И снисходительно посмотрел на меня. Я покаянно развел руками.

Тут отец взглянул на часы и объявил, что пора смотреть новости.

— Опять на Майдан собрался, — хмыкнул я. — Небось с утра ни одной программы не пропустил! Боишься, что оранжевая революция пройдет без тебя?

Странно, но он даже смутился на мгновение. Видимо, киевские дела действительно достают его по-настоящему.

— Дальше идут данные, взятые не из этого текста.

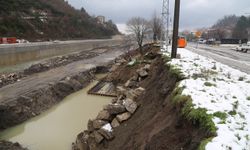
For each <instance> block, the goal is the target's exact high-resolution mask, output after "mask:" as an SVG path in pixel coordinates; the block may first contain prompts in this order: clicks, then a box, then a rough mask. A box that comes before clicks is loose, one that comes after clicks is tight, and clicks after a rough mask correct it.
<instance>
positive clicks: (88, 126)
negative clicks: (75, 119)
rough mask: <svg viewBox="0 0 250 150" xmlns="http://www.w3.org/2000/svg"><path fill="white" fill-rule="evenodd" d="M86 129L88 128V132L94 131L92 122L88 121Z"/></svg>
mask: <svg viewBox="0 0 250 150" xmlns="http://www.w3.org/2000/svg"><path fill="white" fill-rule="evenodd" d="M87 127H88V131H94V129H95V128H94V126H93V120H91V119H90V120H89V121H88V125H87Z"/></svg>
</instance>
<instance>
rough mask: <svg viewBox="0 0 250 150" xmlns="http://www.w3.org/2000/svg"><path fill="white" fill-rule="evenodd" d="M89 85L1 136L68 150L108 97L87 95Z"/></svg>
mask: <svg viewBox="0 0 250 150" xmlns="http://www.w3.org/2000/svg"><path fill="white" fill-rule="evenodd" d="M95 83H96V82H93V83H92V84H91V85H89V86H88V87H87V88H85V89H83V90H81V91H79V92H76V93H74V94H72V95H70V96H68V97H66V98H65V100H64V101H63V102H62V103H60V104H59V105H57V106H55V107H53V108H52V109H50V110H49V111H47V112H45V113H43V114H42V115H40V116H38V117H35V118H33V119H30V120H29V121H27V122H25V123H23V124H21V125H18V126H16V127H13V128H10V129H7V130H5V131H4V132H2V133H1V134H0V137H1V138H2V139H6V140H10V141H13V142H19V143H20V144H22V145H24V146H25V147H27V148H29V149H32V150H69V149H70V146H71V143H72V142H74V140H75V138H76V135H77V134H78V133H80V132H81V131H83V130H84V129H86V128H87V122H88V119H90V118H94V117H95V116H96V115H97V113H98V112H99V111H100V110H101V109H102V107H103V105H105V104H107V103H109V102H110V100H111V98H109V97H100V96H93V95H87V90H88V89H89V88H91V87H92V86H93V85H94V84H95Z"/></svg>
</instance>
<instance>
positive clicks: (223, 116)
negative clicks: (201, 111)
mask: <svg viewBox="0 0 250 150" xmlns="http://www.w3.org/2000/svg"><path fill="white" fill-rule="evenodd" d="M213 115H214V116H215V117H218V118H220V119H221V120H226V119H227V113H224V112H219V111H217V112H215V113H214V114H213Z"/></svg>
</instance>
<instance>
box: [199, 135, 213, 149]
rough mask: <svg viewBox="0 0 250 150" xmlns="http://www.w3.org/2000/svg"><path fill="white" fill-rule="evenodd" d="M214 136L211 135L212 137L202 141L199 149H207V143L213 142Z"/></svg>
mask: <svg viewBox="0 0 250 150" xmlns="http://www.w3.org/2000/svg"><path fill="white" fill-rule="evenodd" d="M213 138H214V137H210V138H207V139H205V140H203V141H201V143H200V145H199V147H198V150H205V149H206V145H207V143H209V142H211V141H212V139H213Z"/></svg>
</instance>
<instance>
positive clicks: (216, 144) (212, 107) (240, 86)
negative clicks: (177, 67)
mask: <svg viewBox="0 0 250 150" xmlns="http://www.w3.org/2000/svg"><path fill="white" fill-rule="evenodd" d="M178 53H180V55H181V59H173V60H172V61H171V62H170V64H172V65H174V66H177V67H178V68H180V69H181V70H182V72H183V73H184V74H185V76H186V77H187V79H185V80H183V81H181V83H180V84H179V86H180V87H185V88H184V90H183V93H182V94H183V95H189V96H191V98H192V100H193V104H194V108H205V109H207V110H208V111H207V113H209V114H214V113H218V112H219V113H220V114H222V116H225V117H220V118H219V117H214V118H213V122H214V123H215V125H216V127H217V136H216V137H215V138H213V139H212V141H211V142H209V143H208V144H207V145H206V149H207V150H215V149H219V150H231V149H232V150H249V149H250V75H248V74H246V73H243V72H240V71H238V70H236V69H233V68H231V67H229V66H227V65H224V64H221V63H219V62H216V61H215V60H212V59H210V58H206V57H203V56H200V55H198V54H195V53H192V52H190V51H188V50H186V49H178ZM214 116H215V115H214Z"/></svg>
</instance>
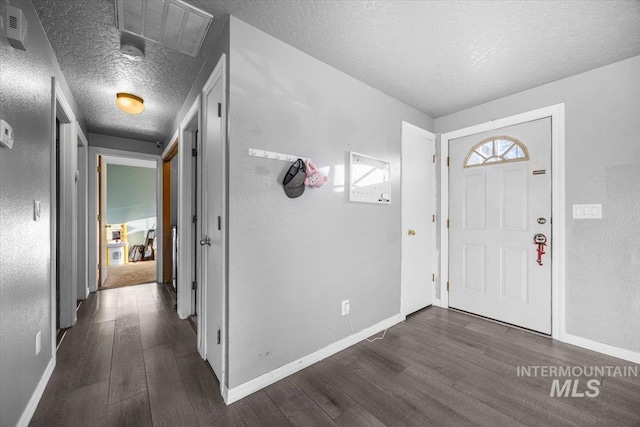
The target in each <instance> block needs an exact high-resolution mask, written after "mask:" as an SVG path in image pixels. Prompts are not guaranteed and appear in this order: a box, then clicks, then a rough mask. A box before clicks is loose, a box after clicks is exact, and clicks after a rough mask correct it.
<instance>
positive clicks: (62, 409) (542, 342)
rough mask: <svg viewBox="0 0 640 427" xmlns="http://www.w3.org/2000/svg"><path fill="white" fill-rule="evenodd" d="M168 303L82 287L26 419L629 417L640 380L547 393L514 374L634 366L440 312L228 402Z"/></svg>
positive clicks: (457, 313)
mask: <svg viewBox="0 0 640 427" xmlns="http://www.w3.org/2000/svg"><path fill="white" fill-rule="evenodd" d="M174 304H175V301H174V299H173V296H172V294H171V293H170V292H169V291H167V289H166V288H165V287H164V286H162V285H158V284H148V285H140V286H133V287H128V288H119V289H109V290H104V291H100V292H98V293H96V294H91V296H90V297H89V299H88V300H87V301H86V302H85V303H84V304H82V305H81V307H80V309H79V311H78V322H77V324H76V326H74V327H73V328H71V329H70V330H69V331H68V333H67V336H66V337H65V339H64V340H63V342H62V344H61V346H60V349H59V351H58V361H57V366H56V369H55V370H54V373H53V375H52V377H51V380H50V382H49V385H48V386H47V388H46V390H45V393H44V395H43V397H42V400H41V401H40V405H39V406H38V409H37V410H36V413H35V415H34V417H33V420H32V423H31V425H33V426H58V425H60V426H62V425H64V426H92V427H93V426H104V425H109V426H150V425H158V426H198V425H200V426H275V427H284V426H290V425H296V426H336V425H341V426H367V427H375V426H385V425H386V426H426V425H437V426H440V425H486V426H499V425H504V426H516V425H531V426H565V425H566V426H569V425H574V426H577V425H580V426H586V425H611V426H614V425H615V426H623V425H629V426H631V425H636V426H637V425H640V378H638V377H599V378H598V379H599V380H600V381H601V383H602V385H601V386H600V387H599V395H598V396H597V397H593V398H589V397H550V396H549V394H550V390H551V384H552V378H548V377H547V378H545V377H535V376H518V375H517V367H518V366H587V367H588V366H636V367H637V366H638V365H633V364H632V363H630V362H625V361H622V360H619V359H614V358H611V357H608V356H603V355H601V354H598V353H594V352H591V351H587V350H583V349H580V348H577V347H573V346H570V345H565V344H562V343H559V342H557V341H552V340H550V339H548V338H544V337H540V336H536V335H533V334H529V333H526V332H522V331H519V330H517V329H513V328H510V327H508V326H504V325H500V324H496V323H492V322H488V321H485V320H482V319H478V318H475V317H472V316H468V315H465V314H461V313H457V312H455V311H449V310H443V309H439V308H428V309H425V310H422V311H421V312H418V313H416V314H414V315H412V316H410V317H409V318H408V319H407V321H406V322H404V323H402V324H399V325H397V326H394V327H393V328H391V329H389V331H388V332H387V334H386V337H385V338H384V340H378V341H375V342H374V343H369V342H366V341H364V342H361V343H359V344H357V345H355V346H353V347H351V348H349V349H347V350H345V351H342V352H340V353H338V354H336V355H334V356H332V357H329V358H327V359H325V360H323V361H321V362H319V363H317V364H315V365H313V366H311V367H309V368H307V369H304V370H302V371H300V372H298V373H296V374H294V375H292V376H290V377H288V378H285V379H284V380H282V381H279V382H277V383H275V384H273V385H271V386H270V387H267V388H266V389H265V390H262V391H259V392H257V393H254V394H253V395H251V396H248V397H247V398H245V399H243V400H241V401H240V402H237V403H235V404H233V405H231V406H228V407H227V406H225V404H224V403H223V402H222V398H221V397H220V394H219V386H218V382H217V380H216V378H215V376H214V375H213V372H212V371H211V369H209V367H208V365H207V363H206V362H204V361H203V360H202V359H201V358H200V356H199V354H198V353H197V350H196V335H195V332H194V330H193V328H192V327H191V325H189V323H188V321H183V320H180V319H179V318H178V317H177V315H176V313H175V310H174ZM587 379H588V378H585V377H582V378H580V384H579V390H580V391H582V392H584V391H588V390H589V389H587V388H586V380H587ZM562 382H564V378H563V379H562V381H561V383H562Z"/></svg>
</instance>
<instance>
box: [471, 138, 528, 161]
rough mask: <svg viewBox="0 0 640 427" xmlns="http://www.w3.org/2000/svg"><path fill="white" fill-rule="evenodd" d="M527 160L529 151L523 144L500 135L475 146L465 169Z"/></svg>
mask: <svg viewBox="0 0 640 427" xmlns="http://www.w3.org/2000/svg"><path fill="white" fill-rule="evenodd" d="M525 160H529V151H528V150H527V147H526V146H525V145H524V144H523V143H522V142H520V141H518V140H517V139H515V138H513V137H511V136H507V135H498V136H492V137H490V138H487V139H483V140H482V141H480V142H479V143H477V144H476V145H474V146H473V148H471V150H470V151H469V153H467V156H466V157H465V159H464V167H465V168H471V167H475V166H488V165H491V164H497V163H507V162H521V161H525Z"/></svg>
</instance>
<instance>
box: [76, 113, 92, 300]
mask: <svg viewBox="0 0 640 427" xmlns="http://www.w3.org/2000/svg"><path fill="white" fill-rule="evenodd" d="M76 134H77V136H78V163H77V167H78V175H77V176H78V181H77V190H78V295H77V298H78V299H79V300H80V299H87V297H88V296H89V281H88V280H89V278H88V277H89V276H88V271H89V268H88V267H89V262H88V259H89V258H88V253H87V249H88V246H87V245H88V235H87V231H88V222H87V220H88V219H89V217H88V214H87V212H88V207H89V203H88V191H89V186H88V169H87V168H88V165H89V157H88V155H89V154H88V150H89V141H88V140H87V137H86V136H85V134H84V132H83V131H82V129H81V128H80V125H79V124H77V122H76Z"/></svg>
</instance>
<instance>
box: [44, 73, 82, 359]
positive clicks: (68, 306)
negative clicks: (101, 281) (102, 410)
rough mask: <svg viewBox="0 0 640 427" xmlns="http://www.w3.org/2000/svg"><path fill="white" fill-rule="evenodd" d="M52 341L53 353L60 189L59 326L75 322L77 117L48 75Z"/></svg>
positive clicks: (51, 337) (76, 235) (53, 345)
mask: <svg viewBox="0 0 640 427" xmlns="http://www.w3.org/2000/svg"><path fill="white" fill-rule="evenodd" d="M51 86H52V88H51V92H52V93H51V102H52V104H53V105H52V108H51V135H52V138H51V140H52V142H51V144H52V151H51V153H52V154H51V157H52V158H51V165H52V167H51V203H50V206H51V215H50V217H51V263H50V264H51V267H50V269H51V319H52V325H51V330H52V331H51V345H52V354H54V355H55V353H56V275H57V273H58V272H57V270H56V262H55V257H56V249H57V240H56V239H57V237H56V228H57V225H56V222H57V216H56V210H57V204H56V194H58V193H60V217H61V221H60V236H62V238H61V242H60V243H61V245H62V246H61V247H60V254H59V256H60V327H61V328H68V327H71V326H73V325H74V324H75V323H76V299H77V296H76V294H77V280H78V273H77V261H76V259H77V258H76V250H77V246H76V240H77V230H76V227H77V216H76V215H77V208H76V198H75V196H76V188H75V181H74V177H75V170H76V156H77V144H78V142H77V141H78V140H77V136H76V117H75V114H74V112H73V109H72V108H71V104H70V103H69V101H68V100H67V98H66V96H65V95H64V92H63V91H62V88H61V86H60V82H58V81H57V80H56V79H55V77H52V79H51ZM58 118H59V120H60V147H59V150H60V182H57V180H56V167H57V162H56V155H55V153H56V151H55V150H56V119H58Z"/></svg>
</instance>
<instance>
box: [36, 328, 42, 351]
mask: <svg viewBox="0 0 640 427" xmlns="http://www.w3.org/2000/svg"><path fill="white" fill-rule="evenodd" d="M41 348H42V331H38V333H37V334H36V356H37V355H38V354H40V349H41Z"/></svg>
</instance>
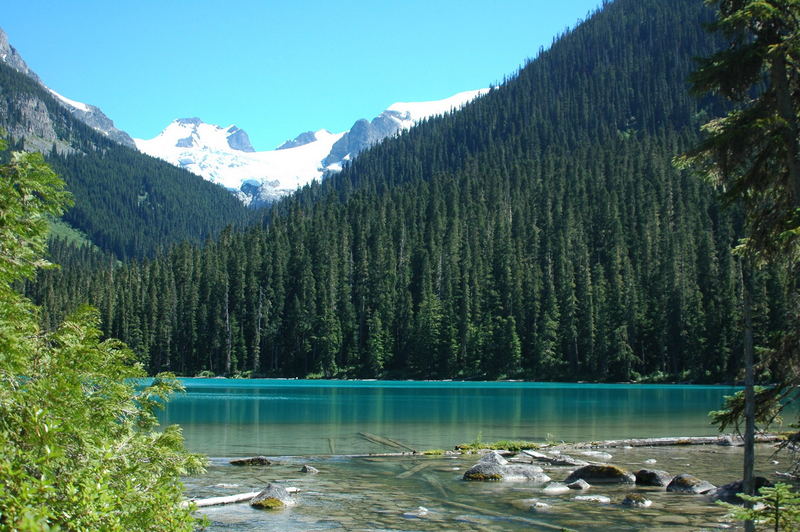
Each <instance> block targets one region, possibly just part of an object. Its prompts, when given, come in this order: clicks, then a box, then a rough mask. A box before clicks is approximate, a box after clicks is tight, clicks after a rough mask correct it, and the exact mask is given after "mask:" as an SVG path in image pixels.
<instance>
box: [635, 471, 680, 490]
mask: <svg viewBox="0 0 800 532" xmlns="http://www.w3.org/2000/svg"><path fill="white" fill-rule="evenodd" d="M670 481H672V475H670V474H669V473H667V472H666V471H661V470H660V469H640V470H639V471H637V472H636V483H637V484H639V485H640V486H666V485H667V484H669V483H670Z"/></svg>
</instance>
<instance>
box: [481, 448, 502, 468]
mask: <svg viewBox="0 0 800 532" xmlns="http://www.w3.org/2000/svg"><path fill="white" fill-rule="evenodd" d="M480 462H481V463H483V464H497V465H508V460H506V459H505V458H503V456H502V455H501V454H500V453H498V452H497V451H490V452H488V453H486V454H485V455H483V456H482V457H481V459H480Z"/></svg>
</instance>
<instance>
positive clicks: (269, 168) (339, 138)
mask: <svg viewBox="0 0 800 532" xmlns="http://www.w3.org/2000/svg"><path fill="white" fill-rule="evenodd" d="M487 91H488V89H481V90H475V91H466V92H461V93H458V94H456V95H454V96H451V97H449V98H446V99H444V100H437V101H431V102H400V103H395V104H393V105H391V106H390V107H389V108H388V109H387V110H386V111H384V112H383V113H381V114H380V115H379V116H377V117H375V118H374V119H373V120H372V121H367V120H363V119H362V120H358V121H356V122H355V124H353V127H352V128H351V129H350V130H349V131H346V132H343V133H331V132H330V131H328V130H325V129H320V130H318V131H307V132H305V133H301V134H300V135H298V136H297V137H295V138H294V139H293V140H289V141H286V142H284V143H283V144H281V145H280V146H279V147H278V148H277V149H275V150H267V151H255V150H253V147H252V146H251V145H250V140H249V139H248V137H247V133H245V132H244V131H243V130H241V129H239V128H238V127H236V126H233V125H231V126H228V127H220V126H217V125H213V124H206V123H204V122H203V121H202V120H200V119H199V118H181V119H178V120H175V121H173V122H172V123H171V124H170V125H169V126H167V127H166V129H164V131H162V132H161V133H160V134H159V135H158V136H156V137H154V138H152V139H149V140H145V139H134V142H135V143H136V147H137V148H138V149H139V151H141V152H144V153H146V154H148V155H151V156H153V157H157V158H159V159H163V160H165V161H167V162H169V163H171V164H173V165H175V166H179V167H181V168H185V169H186V170H189V171H190V172H193V173H195V174H197V175H199V176H202V177H203V178H204V179H206V180H208V181H211V182H213V183H218V184H220V185H222V186H224V187H226V188H228V189H230V190H231V191H232V192H234V193H235V194H236V195H237V196H238V197H239V198H240V199H242V201H243V202H245V203H246V204H249V205H254V206H255V205H260V204H263V203H267V202H270V201H274V200H275V199H277V198H279V197H281V196H285V195H287V194H290V193H292V192H294V191H295V190H297V189H298V188H299V187H302V186H304V185H307V184H308V183H310V182H312V181H314V180H318V179H322V178H323V176H324V175H325V173H327V172H338V171H341V169H342V165H343V164H345V163H346V162H347V161H350V160H352V159H353V158H354V157H355V156H356V155H358V153H359V152H361V151H363V150H364V149H366V148H368V147H369V146H371V145H372V144H374V143H376V142H378V141H380V140H382V139H384V138H386V137H388V136H391V135H393V134H396V133H397V132H398V131H401V130H404V129H408V128H410V127H411V126H413V125H414V124H415V123H417V122H419V121H420V120H423V119H425V118H429V117H431V116H434V115H440V114H444V113H447V112H450V111H453V110H456V109H458V108H460V107H461V106H463V105H465V104H466V103H468V102H470V101H472V100H473V99H475V98H476V97H478V96H481V95H483V94H484V93H486V92H487Z"/></svg>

— Это же моя родина, сынок. Родина, которую я вряд ли уже увижу. Кстати, до революции Майдан назывался Думской площадью…

И вдруг он продекламировал:

Мой прадед из донских казаков.

Мой дед в НКВД служил

И, как герой, на Думской площади

Фашистами расстрелян был!

— Ничего себе! — оторопел я. — И чьи же это вирши?

— Чьи… — туманно произнес отец.

— Погоди-погоди, — не поверил я своей догадке. — Неужели твои?

— Представь себе. — Он все-таки немного смутился. — Вдруг вспомнил сегодня. Мне тогда было лет тринадцать, седьмой класс киевской школы… Я был настоящим советским мальчиком, хорошим и очень правильным. Вдруг захотелось написать свою «Родословную». Окна нашей квартиры выходили как раз на Думскую площадь. Часто, стоя у окна, я пытался представить себе, как это все было. «Родословную» писал, а о том, что четверо братьев моей бабки служили у белых и погибли в Гражданскую войну, не знал.

— А как этот самый дед, который в НКВД служил, к немцам-то попал? Чего он в оккупации-то оказался?

— Выполнял задание партии — организовывал в занятом врагом Киеве партизанское подполье, а кто-то его немцам и сдал. Мама мне говорила, что это был какой-то дворник. Вот как раз там, где сейчас оранжевые митингуют, его и расстреляли.

— А теперь там другая страна, — сказал я.

— Другая, — легко согласился отец. Было видно, что говорить ему об этом не хочется, даже со мной. Поэтому я взял газету, которую всучил мне Бегемот, и отправился на кухню, чтобы прочитать, наконец, опус, о котором столь много интересного поведал мне отец.

Попивая холодный зеленый чай, я ознакомился с текстом уже по-настоящему — прочитал от начала и до конца. Собственно, можно было уже и не читать, настолько грамотно и ясно разложил все отец, но я прочитал, чтобы удостовериться в одной догадке, которая мелькнула у меня, когда отец стал расхваливать автора материала. И удостоверился. Автором, без всякого сомнения, был мой давний университетский друг и бывший начальник времен журналистской деятельности Женька Веригин. Отец, конечно, этого вычислить не мог.

Когда я уходил, на огромном экране телевизора в который раз показывали киевский Майдан и Крещатик, запруженные толпами возбужденных людей с оранжевыми флагами, повязками, ленточками.

Примечания

6

В некоторых странах письменное показание или заявление, даваемое под присягой при невозможности личной явки свидетеля.